We vinden het daarom bijzonder verontrustend dat de regeringsvormers ver om deze hete brij zijn heen gelopen, en geen duidelijkheid hieromtrent hebben gebracht. Onze vrees is dat er zich een niet geformuleerde beslissing in de geesten van de zwaargewichten van deze regering voltrokken heeft, die ’ten gepaste tijde’ naar buiten zal komen.

In deze kolommen hebben we al voorheen voor een andere aanpak gepleit, met name die van een strategie van defensieve defensie. Dat wil zeggen dat de bewapening van die aard is dat geen aanval op ander grondgebied kan worden uitgevoerd, of dat men kan overgaan tot (dreigen met) bezetting van een ander land. Wij verzetten ons tegen de interventiegerichte strategie omdat hierbij de oorzaken van geweld niet worden aangepakt, maar dat men ‘oplossingen’ opdringt met de macht van de militaire dominantie die andere agenda’s dient.

Veiligheid is voor ons het resultaat van een reeks maatschappelijke toestanden waarbij iedereen toegang krijgt tot het bevredigen van de basisbehoeften, in een leefbare omgeving, met een zo laag mogelijke bewapening.

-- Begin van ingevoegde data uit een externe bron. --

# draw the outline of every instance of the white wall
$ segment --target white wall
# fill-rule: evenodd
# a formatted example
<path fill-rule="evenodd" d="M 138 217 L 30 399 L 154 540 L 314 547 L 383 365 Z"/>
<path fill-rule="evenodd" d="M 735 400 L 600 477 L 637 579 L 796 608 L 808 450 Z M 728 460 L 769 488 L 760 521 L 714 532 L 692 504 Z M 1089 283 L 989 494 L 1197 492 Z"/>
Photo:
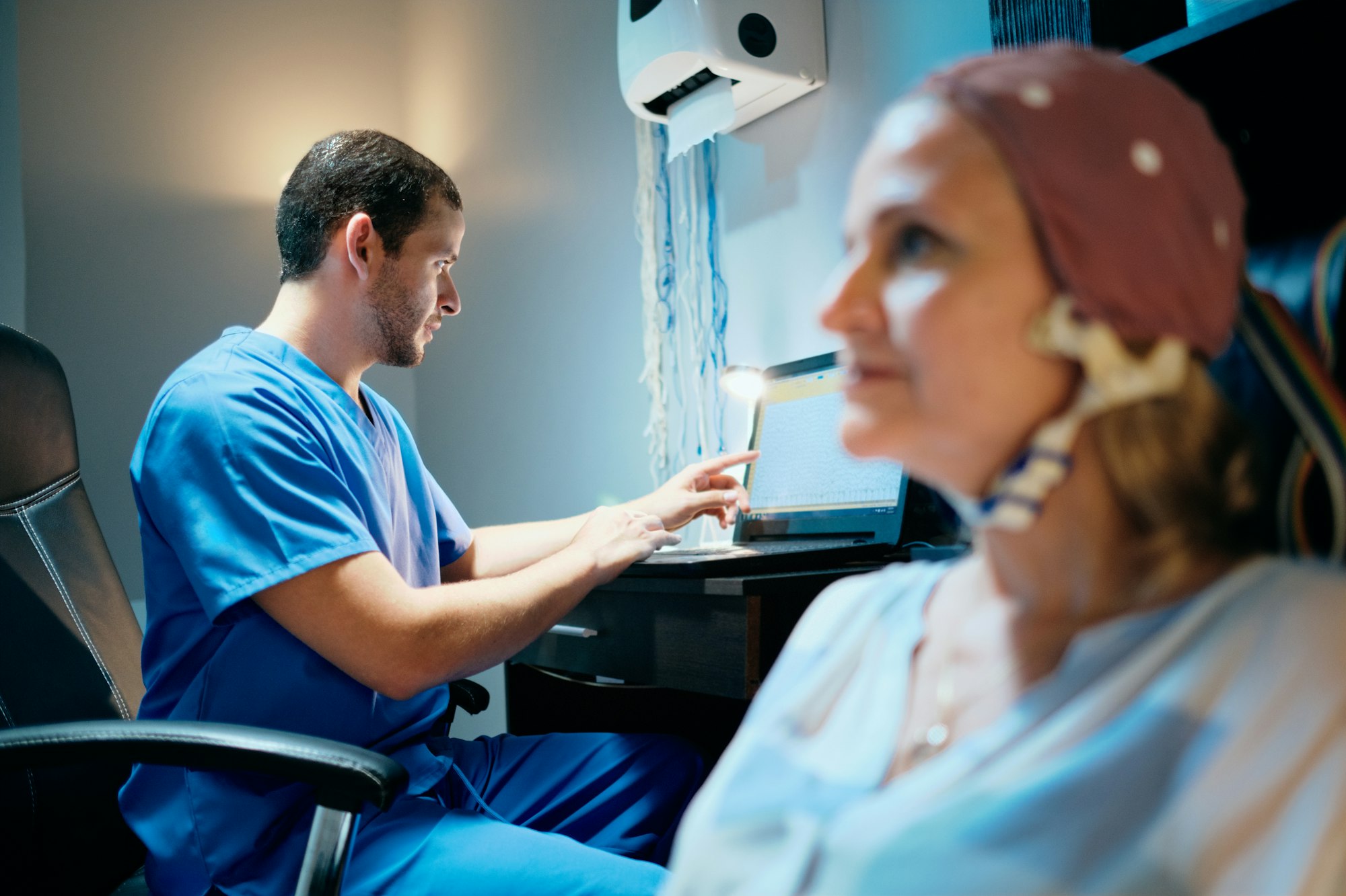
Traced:
<path fill-rule="evenodd" d="M 0 0 L 0 323 L 24 328 L 23 176 L 19 152 L 19 19 Z"/>

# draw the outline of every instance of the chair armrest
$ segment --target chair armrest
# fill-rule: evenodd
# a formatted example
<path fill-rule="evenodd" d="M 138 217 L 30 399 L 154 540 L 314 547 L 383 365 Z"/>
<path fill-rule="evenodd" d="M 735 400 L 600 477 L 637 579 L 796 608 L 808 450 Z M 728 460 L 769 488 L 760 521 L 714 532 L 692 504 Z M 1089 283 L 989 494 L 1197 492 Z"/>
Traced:
<path fill-rule="evenodd" d="M 393 759 L 350 744 L 268 728 L 187 721 L 79 721 L 0 731 L 0 770 L 86 761 L 261 772 L 311 784 L 318 805 L 388 809 L 406 787 Z"/>
<path fill-rule="evenodd" d="M 470 678 L 448 682 L 450 706 L 462 706 L 468 716 L 475 716 L 491 705 L 491 692 Z"/>

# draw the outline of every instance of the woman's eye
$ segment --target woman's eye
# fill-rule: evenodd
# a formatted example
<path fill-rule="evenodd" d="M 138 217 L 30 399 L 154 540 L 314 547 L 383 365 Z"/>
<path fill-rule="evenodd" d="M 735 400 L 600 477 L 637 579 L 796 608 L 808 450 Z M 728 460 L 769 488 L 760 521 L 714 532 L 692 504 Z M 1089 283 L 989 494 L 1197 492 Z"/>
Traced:
<path fill-rule="evenodd" d="M 940 238 L 929 227 L 903 225 L 892 241 L 894 264 L 921 261 L 938 246 Z"/>

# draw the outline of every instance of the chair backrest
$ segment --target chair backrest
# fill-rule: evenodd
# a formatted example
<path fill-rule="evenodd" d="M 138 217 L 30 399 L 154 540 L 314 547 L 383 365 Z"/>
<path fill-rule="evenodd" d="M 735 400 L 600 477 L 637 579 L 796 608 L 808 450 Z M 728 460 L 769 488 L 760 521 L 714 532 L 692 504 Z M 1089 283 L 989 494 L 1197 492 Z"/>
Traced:
<path fill-rule="evenodd" d="M 79 479 L 65 373 L 0 324 L 0 726 L 133 718 L 140 626 Z M 0 889 L 110 892 L 144 861 L 128 766 L 0 776 Z M 11 889 L 12 888 L 12 889 Z"/>

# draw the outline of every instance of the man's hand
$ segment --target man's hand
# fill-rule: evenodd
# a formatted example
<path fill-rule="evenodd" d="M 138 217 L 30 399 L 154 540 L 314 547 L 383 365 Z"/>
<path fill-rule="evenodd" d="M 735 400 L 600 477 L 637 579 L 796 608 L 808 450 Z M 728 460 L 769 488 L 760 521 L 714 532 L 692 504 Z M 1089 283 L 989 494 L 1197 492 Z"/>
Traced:
<path fill-rule="evenodd" d="M 599 507 L 575 534 L 569 549 L 584 552 L 594 558 L 599 584 L 612 581 L 623 569 L 645 560 L 665 545 L 682 541 L 664 529 L 653 514 L 642 514 L 621 507 Z"/>
<path fill-rule="evenodd" d="M 703 515 L 715 517 L 720 521 L 720 529 L 728 529 L 739 513 L 748 511 L 748 494 L 743 483 L 725 475 L 724 471 L 751 463 L 759 453 L 762 452 L 740 451 L 689 464 L 682 472 L 645 498 L 633 500 L 627 507 L 654 514 L 670 531 Z"/>

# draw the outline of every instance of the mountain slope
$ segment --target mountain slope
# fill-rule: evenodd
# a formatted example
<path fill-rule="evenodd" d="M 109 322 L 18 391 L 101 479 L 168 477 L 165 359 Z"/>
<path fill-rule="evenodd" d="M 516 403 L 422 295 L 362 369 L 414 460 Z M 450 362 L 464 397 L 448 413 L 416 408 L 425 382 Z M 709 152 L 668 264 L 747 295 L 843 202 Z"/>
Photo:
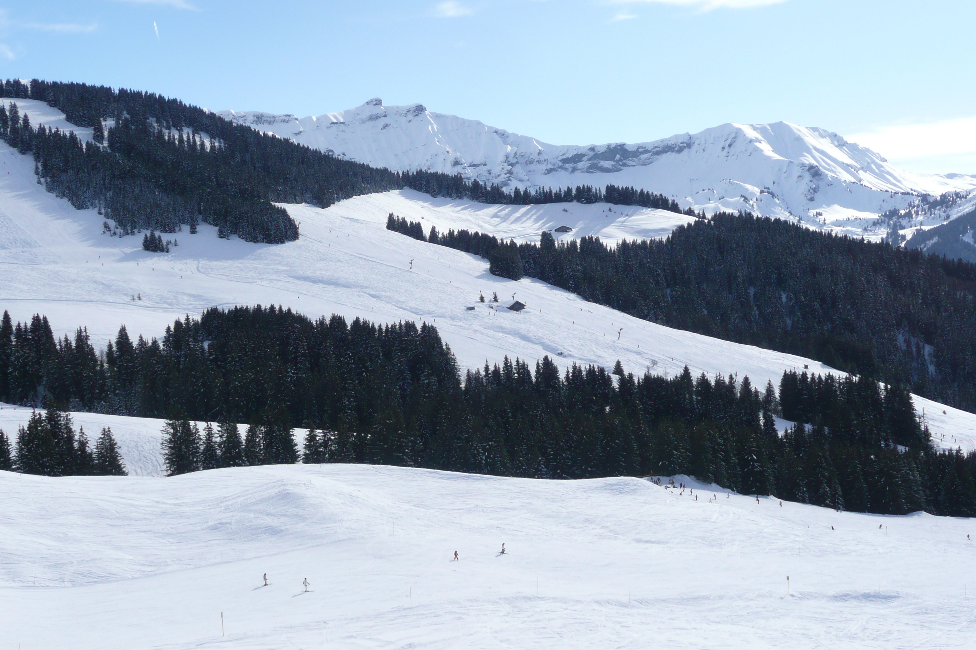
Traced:
<path fill-rule="evenodd" d="M 823 129 L 725 124 L 636 144 L 552 145 L 422 104 L 379 98 L 317 117 L 221 111 L 223 117 L 390 170 L 462 173 L 507 187 L 607 183 L 662 192 L 707 212 L 748 210 L 862 235 L 920 194 L 976 188 L 976 177 L 902 172 Z"/>
<path fill-rule="evenodd" d="M 341 464 L 165 479 L 0 472 L 2 640 L 23 650 L 970 644 L 959 568 L 971 519 L 781 507 L 675 478 L 689 489 Z"/>
<path fill-rule="evenodd" d="M 498 278 L 479 257 L 386 229 L 386 214 L 395 212 L 422 220 L 425 229 L 435 224 L 485 231 L 512 207 L 404 190 L 326 210 L 285 208 L 301 224 L 297 242 L 270 246 L 233 239 L 216 245 L 216 229 L 201 224 L 197 235 L 175 234 L 179 246 L 172 252 L 151 253 L 142 249 L 138 237 L 102 233 L 102 219 L 95 210 L 75 210 L 45 192 L 36 184 L 30 158 L 0 144 L 0 309 L 9 309 L 15 321 L 46 314 L 56 335 L 85 325 L 97 347 L 113 338 L 121 324 L 133 338 L 148 338 L 160 336 L 186 313 L 260 303 L 313 318 L 336 313 L 377 323 L 431 323 L 463 368 L 480 367 L 486 360 L 498 363 L 506 355 L 530 363 L 548 355 L 562 367 L 574 362 L 612 367 L 620 359 L 633 372 L 673 375 L 687 364 L 696 376 L 738 373 L 757 386 L 778 383 L 784 370 L 805 365 L 832 371 L 809 359 L 629 317 L 537 280 Z M 603 210 L 616 214 L 616 207 L 609 206 L 585 207 L 590 216 L 583 210 L 576 214 L 581 207 L 573 205 L 567 210 L 574 213 L 543 208 L 543 215 L 532 219 L 574 217 L 584 224 L 590 219 L 588 227 L 597 228 L 600 219 L 608 225 L 615 221 Z M 546 210 L 556 210 L 555 216 Z M 646 218 L 650 228 L 653 215 Z M 519 227 L 527 231 L 535 223 L 530 219 Z M 494 292 L 529 308 L 513 314 L 477 302 L 479 293 Z M 976 415 L 917 397 L 915 404 L 925 410 L 938 443 L 976 447 Z M 26 419 L 26 411 L 17 412 Z"/>
<path fill-rule="evenodd" d="M 976 210 L 966 212 L 948 223 L 926 230 L 916 230 L 905 246 L 946 257 L 976 262 Z"/>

Veiligheid stoelt op een samenleving waar de mensen democratisch kunnen participeren aan het beleid, ook het economische. Ecologie, sociale rechtvaardigheid, duurzame ontwikkeling, ontwapening zijn met elkaar verbonden en beïnvloeden mekaar onderling. Dergelijke veiligheidspolitiek vinden we niet terug bij de regering Verhofstadt.

Dit regeerakkoord houdt geen breuk in met het verleden. Er werd geen punt gezet achter de militarisering van het internationaal veiligheidsbeleid. Men blijft zweren bij de instellingen NAVO en WEU. Dit is oude wijn in oude zakken.